Other Recipes With Maple Syrup To Try
- Maple Balsamic Vinaigrette
- Baked Ham and Cheese Sliders With Maple, Mustard and Horseradish
- Maple-Mustard Glazed Spiral Ham
- Spinach Salad With Warm Maple-Bacon Dressing
- Maple Glazed Carrots With Ginger and Pecans
- Homemade Maple Eggnog
- Maple-Vanilla Chai Tea Latte
If you make this recipe, I’d love to know how it went! Please leave a star rating and comment below. Thanks!
Maple Syrup Coffee
- 1 cup (8 fluid ounces) brewed coffee, regular or strong-brewed; however you like your coffee
- 1 to 2 tablespoons pure maple syrup, or to taste
- ¼ cup whole milk
- Put the maple syrup in a 12-ounce (or larger) coffee cup or mug.
- Add the brewed coffee and stir to combine.
- Heat the milk in a small saucepan (I use a 1-quart pot) over medium-low heat just until it is hot. Don't let it simmer or boil.
- Remove the pot from the heat and whisk the milk vigorously using a left-to-right motion until it is frothy and foamy, about 30 to 45 seconds.
- Pour the milk into the coffee, then spoon the foam that's left in the pot on top of the coffee.
- Prep time includes an estimated time of 12 minutes for brewing the coffee. This time will vary depending on the type of coffee maker you use (for instance, a single-serve coffee maker might take only 1 to 2 minutes, whereas a drip-style pot might take up to 12 minutes).

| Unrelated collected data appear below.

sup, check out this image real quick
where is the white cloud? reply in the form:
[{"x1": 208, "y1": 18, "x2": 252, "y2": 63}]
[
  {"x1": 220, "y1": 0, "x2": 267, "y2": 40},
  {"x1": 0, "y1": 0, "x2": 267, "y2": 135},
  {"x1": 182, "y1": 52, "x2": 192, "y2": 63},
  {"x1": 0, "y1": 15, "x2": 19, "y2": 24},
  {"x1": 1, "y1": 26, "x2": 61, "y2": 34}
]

- Feel free to adjust the amount of maple syrup and milk to suit your own personal tastes.
- Use darker maple syrup for a stronger maple flavor.
- I recommend using whole milk not only for the creamier taste but because milk with more fat will froth better than milk with less fat.
- To make it iced: Allow the brewed coffee to cool down a bit. Then fill a tall glass with ice, pour the coffee into the glass along with the maple syrup, and add the milk cold (no need to froth it for this version). Stir and enjoy!
- For iced coffee, I generally suggest using a stronger brew since the ice cubes will dilute the coffee as they melt.
- If you make a lot of iced coffee, I highly recommend making coffee ice cubes to have at the ready in the freezer. You’ll have ice-cold coffee that doesn’t get watered down, and you can use regular-strength coffee.
- Estimated calories shown is for using 1 tablespoon of maple syrup. Add 52 calories for each additional tablespoon of maple syrup.